Выбрать главу

Все дни в быдгощской тюрьме мы с Сашей играли в подкидного. От наших штеттинских сокровищ осталась только одна колода карт и клочья бумаги для курения – страницы немецких книг.

Играли мы азартно, Саша вел строгий учет царапинами на беленой стене – в день играли не меньше 120-130 партий, рекордный день был 206 партий. Он выигрывал не менее семидесяти пяти-восьмидесяти процентов, и были минуты, когда я огорчался из-за этого. Раз мы даже поругались из-за какой-то чепухи. Оба злились, целый час дулись, потом все же хватило ума рассмеяться над самими собой. Он говорил:

– Ты же старше меня по годам и по званию и по учености, ты должен быть умнее. А я ведь еще и псих контуженный… Ну и что, что я лучше в дурака играю, я ловчее, быстрее соображаю в картах, у меня опыт есть. Ты не должен обижаться. Я и батальоном могу лучше командовать. Ты когда командовал батальоном? Никогда? А я с Белостока уже на батальоне. А до того адъютантом старшим был и на роте полгода, пока на Курской дуге не долбануло… Значит, у меня опыт, а у тебя одна теория. Но ты, наверное, мог бы как-никак покомандовать, а я в твоих делах ни бум-бум… Так чего ж ты обижаешься? А в картах у меня опыт больше военного, еще со школы, и дома с ребятами резался. Я всю колоду в уме держу. Ты еще думаешь, а я уж угадал, какие у тебя на руках…

В Быдгоще следователь Виноградов вызвал меня только один раз, в самые первые дни. В маленькой комнате за пустым столом он сидел зеленовато-желтый, сутулился и морщился не то от боли, не то с похмелья. Но в голосе звучало победоносное злорадство.

– Имею объявить, что ваше новое ходатайство по 206-й статье прокурор и органы следствия отклоняют как необоснованные. Следствие по вашему делу закончено, и оно передается в судебные органы… Понятно?

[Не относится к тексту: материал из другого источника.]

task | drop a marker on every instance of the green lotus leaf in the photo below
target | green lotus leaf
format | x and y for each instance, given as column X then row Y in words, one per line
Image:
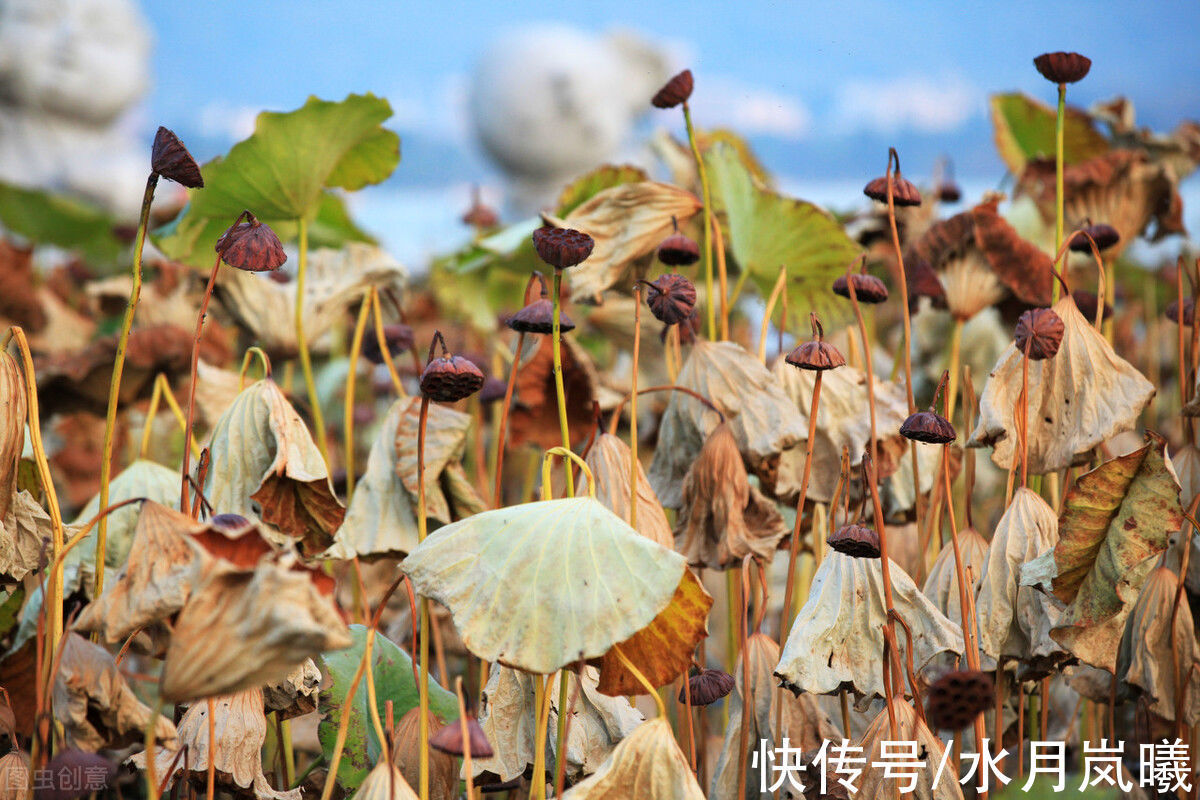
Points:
column 765, row 230
column 544, row 584
column 283, row 172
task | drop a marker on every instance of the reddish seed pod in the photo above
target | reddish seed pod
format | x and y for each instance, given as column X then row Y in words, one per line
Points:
column 171, row 158
column 562, row 247
column 675, row 91
column 1062, row 67
column 707, row 686
column 856, row 541
column 1042, row 330
column 957, row 698
column 251, row 246
column 671, row 298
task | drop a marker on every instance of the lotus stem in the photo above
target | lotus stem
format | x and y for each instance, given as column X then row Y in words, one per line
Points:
column 795, row 548
column 541, row 704
column 114, row 386
column 343, row 725
column 1060, row 127
column 955, row 366
column 561, row 394
column 421, row 533
column 162, row 390
column 723, row 277
column 907, row 326
column 466, row 739
column 351, row 388
column 709, row 306
column 191, row 388
column 43, row 471
column 633, row 408
column 252, row 352
column 318, row 417
column 502, row 428
column 382, row 338
column 780, row 283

Но я плохо слышал его. Он курил толстую папиросу. Он так небрежно держал измятый, изжеванный мундштук тощими, желтыми пальцами. К потолку тянулся синий дымок, и я за несколько шагов вдыхал его благоухание. Это было еще до появления нашего благодетеля Стецюка, и мы с Сашей изнемогали от голода и тоски по табаку.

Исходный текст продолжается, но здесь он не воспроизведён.